Kilian Jornet: a Case Study in Aerobic Capacity - Adelaide Running Coach

ONE TRAINING BLOCK TO RULE THEM ALL?

Following Kilian Journet’s record-breaking double at last year’s Hardrock and UTMB races, I couldn’t help but notice that a significant amount of the general commentary surrounding the UTMB win centered squarely on his UTMB-specific training block in the months prior to race day.

“How much weekly vert did he accrue?”, “What was his weekly mileage?”, “What workouts did he do?”, “How much was training at altitude?”, “What was his training percentage of Zone 1 and 2 compared to Zone 3?” etc. etc. 

I must admit, before having access to a coach who could help me see the bigger training picture (thanks Andy Dubois), along with a solid understanding of the training physiology “hows?” and “whys?”, I too would have easily got caught up in the “one block to rule them all” analysis, possibly taking my approach for all future races from the GOAT’s approach and foolishly thinking that his win was all down to one, god-like training block.

CONTEXT IS EVERYTHING

In reality, Kilian, and many elite athletes like him, aren’t solely defined by one training block, and in a room of 50 elites, pretty much all of them are training at an exceptionally high level and are doing many of the same things in training; so what gives?

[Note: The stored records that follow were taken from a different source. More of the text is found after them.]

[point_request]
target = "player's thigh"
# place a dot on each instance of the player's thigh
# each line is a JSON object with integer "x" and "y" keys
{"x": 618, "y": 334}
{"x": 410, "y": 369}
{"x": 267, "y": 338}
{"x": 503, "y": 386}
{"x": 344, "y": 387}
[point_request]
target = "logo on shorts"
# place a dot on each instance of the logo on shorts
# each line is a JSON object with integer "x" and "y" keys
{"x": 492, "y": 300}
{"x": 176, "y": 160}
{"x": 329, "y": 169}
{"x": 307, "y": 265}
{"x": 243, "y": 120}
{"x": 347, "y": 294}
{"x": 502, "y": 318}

Would it be fair to say that Kilian simply trained that much better than the rest?

My answer? Maybe yes, maybe no, but likely no.

Reducing Kilian’s UTMB or Hardrock wins to one singular training block completely disregards the immeasurably valuable decades of consistent aerobic training that he has put in across a multitude of disciplines. 

He first hiked mountains at altitude at age 3, he’s an elite skier, an elite ski-mountaineer, and an exceptional cyclist, with all of these disciplines feeding into an immense aerobic machine that can then be fine tuned according to the specifics of his chosen races.

THE IMPORTANCE OF AEROBIC CAPACITY

Aerobic Capacity, a term coined by Bob Bowman, renowned coach of Michael Phelps, describes training that focuses on building long-term potential, often at the expense of short-term performance ie. all of those easy effort workouts that aren’t glamorous and can be at times, downright boring, but from a physiological point of view, are the special sauce in high-performance jambalaya. 

Killian hasn’t just run a bunch of easy Zone 1 or 2 miles for a few months or years, he’s done so for nearly 3 decades, and because of this, his aerobic capacity is probably the size of Mont Blanc itself. Kilian can train the way he does NOW precisely because of the training he has done BEFORE. 

Last year’s Hardrock and UTMB double didn’t occur in a bubble, and whilst from a physical standpoint, I’m sure his training blocks were excellent, their structure and execution in the short-term weren’t the main driver for success.

Kilian’s multi-decade approach to accruing a tonne of easy aerobic volume serves as an invaluable reminder to us non-elite athletes about the importance of committing to the aerobic grind as much as possible, promoting consistency, and trying wherever possible to view performance improvements through a long-term lens, rather than attempting to rush gains in the short-term.